Other big fraudsters have included:
l Scarborough Building Society finance director Gerald Waterworth was jailed for 18 months after plundering more than £200,000 in a five-year fraud. He stole £110,443 from his employers to pay back £98,806 taken from the town's Citizens' Advice Bureau as he struggled to escape an unravelling spiral of debt.

l Disgruntled banker John Worsnop was jailed for four years for swindling clients after he became disillusioned with his 30-year career working his way up from junior cashier to lending manager at Barclays branch in Garforth, near Leeds. Worsnop, 52 of Ledgate Lane, Burton Salmon, near Pontefract, siphoned off £179,000.

l Mortgage broker Noel Ward was jailed for fraud and ordered earlier this year to pay back nearly £1.5m he fleeced from banks – or face another 10 years in prison. Ward, from Bradford, is already serving six years after being convicted of a scam involving fraudulent applications for mortgage advances made for properties where the price quoted was higher than the actual price.

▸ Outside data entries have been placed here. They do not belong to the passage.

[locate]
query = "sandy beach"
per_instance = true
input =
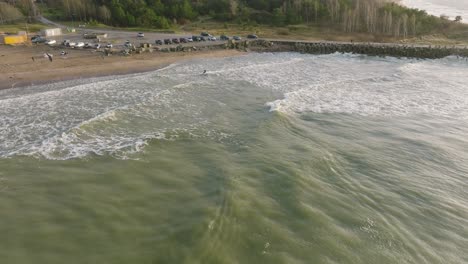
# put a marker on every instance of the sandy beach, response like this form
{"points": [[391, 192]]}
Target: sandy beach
{"points": [[26, 65]]}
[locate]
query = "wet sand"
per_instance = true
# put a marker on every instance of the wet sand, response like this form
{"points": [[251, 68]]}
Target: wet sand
{"points": [[27, 65]]}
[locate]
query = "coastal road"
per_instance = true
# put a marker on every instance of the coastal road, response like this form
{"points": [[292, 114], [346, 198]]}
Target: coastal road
{"points": [[118, 37]]}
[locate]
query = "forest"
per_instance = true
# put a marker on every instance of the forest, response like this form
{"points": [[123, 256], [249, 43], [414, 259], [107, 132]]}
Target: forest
{"points": [[380, 17]]}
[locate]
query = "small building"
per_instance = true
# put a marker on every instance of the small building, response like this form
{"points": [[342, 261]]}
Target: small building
{"points": [[14, 39], [50, 32]]}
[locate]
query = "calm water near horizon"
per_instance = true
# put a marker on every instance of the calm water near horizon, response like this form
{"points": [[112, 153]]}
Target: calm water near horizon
{"points": [[268, 158], [451, 8]]}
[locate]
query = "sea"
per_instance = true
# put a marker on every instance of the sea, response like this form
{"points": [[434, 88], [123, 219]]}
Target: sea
{"points": [[450, 8], [266, 158]]}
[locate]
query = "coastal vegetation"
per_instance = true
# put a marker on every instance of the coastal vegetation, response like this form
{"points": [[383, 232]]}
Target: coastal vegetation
{"points": [[382, 19]]}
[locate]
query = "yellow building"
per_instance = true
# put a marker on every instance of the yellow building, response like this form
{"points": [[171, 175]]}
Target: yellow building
{"points": [[14, 39]]}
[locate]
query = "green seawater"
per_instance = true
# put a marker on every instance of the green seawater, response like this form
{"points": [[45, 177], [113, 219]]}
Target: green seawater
{"points": [[269, 158]]}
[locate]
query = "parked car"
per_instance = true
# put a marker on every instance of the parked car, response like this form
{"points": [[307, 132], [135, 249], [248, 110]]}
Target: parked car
{"points": [[39, 40], [35, 37], [128, 44]]}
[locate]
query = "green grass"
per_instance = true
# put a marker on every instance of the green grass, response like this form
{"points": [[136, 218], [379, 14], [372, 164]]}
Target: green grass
{"points": [[14, 28]]}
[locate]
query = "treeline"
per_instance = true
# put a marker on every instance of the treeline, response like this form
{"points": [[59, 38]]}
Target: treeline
{"points": [[380, 17], [16, 10]]}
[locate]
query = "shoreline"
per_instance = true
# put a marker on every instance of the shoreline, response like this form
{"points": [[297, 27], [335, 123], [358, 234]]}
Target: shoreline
{"points": [[25, 66]]}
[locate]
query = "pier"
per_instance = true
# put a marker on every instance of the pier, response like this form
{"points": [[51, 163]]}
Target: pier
{"points": [[371, 49]]}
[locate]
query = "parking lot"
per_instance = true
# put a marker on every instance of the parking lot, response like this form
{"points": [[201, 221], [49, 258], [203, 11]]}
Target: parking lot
{"points": [[118, 38]]}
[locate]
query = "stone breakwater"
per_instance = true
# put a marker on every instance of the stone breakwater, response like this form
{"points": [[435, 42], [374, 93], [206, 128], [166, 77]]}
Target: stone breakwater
{"points": [[372, 49]]}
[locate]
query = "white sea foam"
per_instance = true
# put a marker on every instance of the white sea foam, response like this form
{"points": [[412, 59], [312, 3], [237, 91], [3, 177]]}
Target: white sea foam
{"points": [[119, 116]]}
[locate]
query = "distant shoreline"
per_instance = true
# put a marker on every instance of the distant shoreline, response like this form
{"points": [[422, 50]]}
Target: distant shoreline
{"points": [[19, 69]]}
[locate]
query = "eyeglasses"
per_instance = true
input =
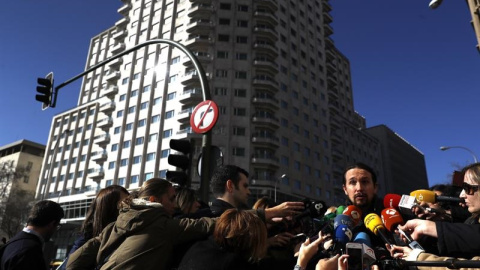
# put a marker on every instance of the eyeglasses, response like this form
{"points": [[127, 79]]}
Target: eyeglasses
{"points": [[470, 189]]}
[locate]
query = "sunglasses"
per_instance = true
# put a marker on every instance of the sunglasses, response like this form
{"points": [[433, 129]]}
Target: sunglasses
{"points": [[470, 189]]}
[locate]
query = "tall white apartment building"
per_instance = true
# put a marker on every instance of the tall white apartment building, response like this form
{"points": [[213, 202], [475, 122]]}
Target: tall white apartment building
{"points": [[283, 90]]}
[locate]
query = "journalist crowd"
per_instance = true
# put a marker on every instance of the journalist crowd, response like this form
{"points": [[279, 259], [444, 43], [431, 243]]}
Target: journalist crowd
{"points": [[165, 226]]}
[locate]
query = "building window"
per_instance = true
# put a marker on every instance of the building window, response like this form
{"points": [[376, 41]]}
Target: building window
{"points": [[238, 151]]}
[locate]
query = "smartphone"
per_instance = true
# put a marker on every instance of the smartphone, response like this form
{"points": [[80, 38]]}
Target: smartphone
{"points": [[299, 238], [355, 256]]}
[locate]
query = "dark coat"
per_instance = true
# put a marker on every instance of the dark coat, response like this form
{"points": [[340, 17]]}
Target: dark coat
{"points": [[24, 251], [459, 239], [207, 255]]}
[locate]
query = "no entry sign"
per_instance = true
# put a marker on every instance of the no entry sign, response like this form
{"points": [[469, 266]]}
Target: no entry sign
{"points": [[204, 116]]}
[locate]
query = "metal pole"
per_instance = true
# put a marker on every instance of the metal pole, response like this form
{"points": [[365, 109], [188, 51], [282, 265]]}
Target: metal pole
{"points": [[475, 159]]}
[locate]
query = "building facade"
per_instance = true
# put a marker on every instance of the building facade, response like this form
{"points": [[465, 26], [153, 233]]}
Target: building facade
{"points": [[20, 164]]}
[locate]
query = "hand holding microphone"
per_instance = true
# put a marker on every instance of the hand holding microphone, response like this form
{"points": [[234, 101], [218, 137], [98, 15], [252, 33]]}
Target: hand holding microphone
{"points": [[392, 219], [374, 223]]}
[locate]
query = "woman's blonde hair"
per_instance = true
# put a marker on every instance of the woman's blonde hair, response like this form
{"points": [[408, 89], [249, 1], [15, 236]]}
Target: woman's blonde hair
{"points": [[241, 232]]}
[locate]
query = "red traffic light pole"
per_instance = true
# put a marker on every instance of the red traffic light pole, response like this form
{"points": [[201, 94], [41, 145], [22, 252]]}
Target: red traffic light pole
{"points": [[207, 137]]}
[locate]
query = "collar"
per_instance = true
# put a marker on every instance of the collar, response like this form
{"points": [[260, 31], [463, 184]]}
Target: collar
{"points": [[30, 231]]}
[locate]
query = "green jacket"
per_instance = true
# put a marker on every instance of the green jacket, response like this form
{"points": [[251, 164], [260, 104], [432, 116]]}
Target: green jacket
{"points": [[143, 237]]}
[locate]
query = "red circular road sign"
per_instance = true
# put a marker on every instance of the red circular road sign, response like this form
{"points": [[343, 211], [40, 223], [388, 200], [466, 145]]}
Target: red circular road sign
{"points": [[204, 116]]}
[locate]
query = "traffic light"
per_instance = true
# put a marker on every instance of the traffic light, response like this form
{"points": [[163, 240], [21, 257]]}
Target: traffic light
{"points": [[46, 90], [182, 160]]}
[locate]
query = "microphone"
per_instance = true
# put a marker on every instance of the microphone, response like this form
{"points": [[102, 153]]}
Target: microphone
{"points": [[391, 200], [354, 213], [340, 209], [374, 223], [342, 220], [425, 195], [363, 238], [392, 218]]}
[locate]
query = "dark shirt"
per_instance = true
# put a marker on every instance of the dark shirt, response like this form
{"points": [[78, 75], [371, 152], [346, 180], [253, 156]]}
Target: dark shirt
{"points": [[207, 255], [24, 251]]}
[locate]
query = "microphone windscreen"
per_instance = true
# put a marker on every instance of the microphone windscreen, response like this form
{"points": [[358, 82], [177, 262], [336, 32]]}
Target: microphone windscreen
{"points": [[391, 200], [374, 223], [353, 212], [424, 195], [362, 237], [343, 234], [340, 209], [391, 218], [342, 220]]}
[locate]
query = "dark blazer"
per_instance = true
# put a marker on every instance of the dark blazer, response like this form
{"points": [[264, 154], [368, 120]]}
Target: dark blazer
{"points": [[24, 251], [207, 255]]}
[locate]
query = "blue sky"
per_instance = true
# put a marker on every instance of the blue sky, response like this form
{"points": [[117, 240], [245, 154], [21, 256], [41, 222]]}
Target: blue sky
{"points": [[413, 69]]}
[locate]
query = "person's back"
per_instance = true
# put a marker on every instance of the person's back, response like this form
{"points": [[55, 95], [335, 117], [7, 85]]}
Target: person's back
{"points": [[25, 250]]}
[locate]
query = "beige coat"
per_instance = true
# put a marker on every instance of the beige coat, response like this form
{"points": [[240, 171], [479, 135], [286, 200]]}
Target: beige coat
{"points": [[146, 237]]}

l Cheating Yorkshire businessman Charles Forsyth was jailed for three-and-a-half years over lies to secure over £2m in bank overdrafts and credit and a £250,000 Government grant. Forsyth, 45, who attended Tony Blair's former school Fettes in Edinburgh, sold defective computers through his former North Yorkshire firm Personal Computer Science.

l Bank clerk Sally Cunningham, with an unblemished 15-year service record, began a process of systematic fraud which went on for over three years and netted her close on £40,000 to improve her lifestyle. Cunningham, 36, a clerk with Lloyds TSB in Harrogate, regularly transferred varying amounts from the bank's ledger to two personal accounts she held there.

l The £1.1m Millennium Dome fraud mastermind Simon Brophy, 39, from Wakefield, was jailed for a four-and-a-half years after funding a life of luxury by milking the Thames-side attraction. As head of the Dome's lighting he ensured a lucrative contract went to Pro Design – a firm he owned. He set up a complex array of bank accounts to launder the money overseas.